H1: Horizon 1 represents your current core business—presumably, the things that provide your cash flow and main profits. This also includes logical next-step development of/iteration upon any product or service you are making right now.

H2: Horizon 2 is investment in innovation: taking ideas that have been shown to work in the H3 incubator and productizing them for real customer use.

H3: Horizon 3 is research. Pure exploration of new ideas, research projects, pilot programs.

An adaptive business constantly evaluates and recalibrates the relationship between its three horizons, pursuing the optimal balance between proficiency and creativity. To manage this across an organization, it’s important to have people called “champions,” who understand those different horizons and move the technology across those three horizons.

The champion is the person who keeps a firm fix on the bottom line while also pushing the likely next step—and keeping an eye on whatever crazy future thing could be coming next.

Dedicating 5% of a company’s resources to research may not sound like a lot, but it’s crucial. That 5% is where you are gaining knowledge and retaining your ability to be creative when necessary. Where this goes wrong, where companies end up in trouble, is when they are not thinking—there is no strategy—and they try to move straight from research to delivery.

For example, in a cloud native transition, a company’s engineers might try to adopt a microservices architecture when they know nothing about it, have no background, and so end up approaching it all wrong. They researched enough about microservices to recognize that this is the right thing to do, but they are rushing to get things working, which means they skip the middle stage and try to squeeze it directly into delivery. Skipping H2, which is the pragmatic development phase for creating heuristics around delivering new ideas, might sound like a way to speed things up. But instead it’s a recipe for failure, since they haven’t taken time to understand how it works and fits together. An innovation champion’s job is to prevent just this sort of short-sighted corner cutting.

Cloud native is a new way of doing things. It is not predictable, at least not to people who lack a good understanding of how it works. Most of the people at WealthGrid did not have this knowledge. Probably no one, not even Jenny, truly understood the full intricacies of cloud native architecture; certainly, no one at WealthGrid had any experience actually building a cloud native system.

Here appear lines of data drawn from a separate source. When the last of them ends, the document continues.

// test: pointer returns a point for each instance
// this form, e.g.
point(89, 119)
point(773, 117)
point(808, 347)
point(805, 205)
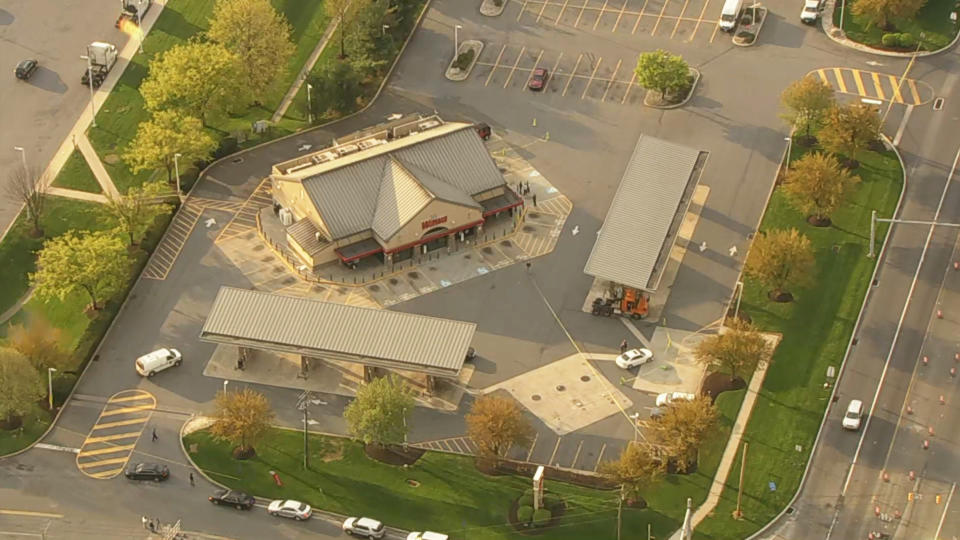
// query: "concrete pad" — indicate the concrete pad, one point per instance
point(559, 396)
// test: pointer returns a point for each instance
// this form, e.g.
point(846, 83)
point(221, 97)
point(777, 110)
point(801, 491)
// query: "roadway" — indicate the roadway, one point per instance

Lacking this understanding and experience, they of course used what they knew, the tools and techniques at hand. They didn’t know what they didn’t know.

This was the third crisis point. WealthGrid was still committed to becoming a fully cloud native company. But it also needed a way to continue delivering value to customers while it worked to find the right path—the middle path between proficiency and creativity—to finally deliver the long-delayed new platform.

Digital transformation, ultimately, requires a balance between innovation and pragmatism, between creativity and proficiency. Some companies attempt to innovate but do so by trying to deliver creativity using proficient processes—that is, long-held practices and beliefs that worked well for them historically but don’t work with cloud native architecture. This leads to failure, or at best a low-functioning, improperly implemented attempt.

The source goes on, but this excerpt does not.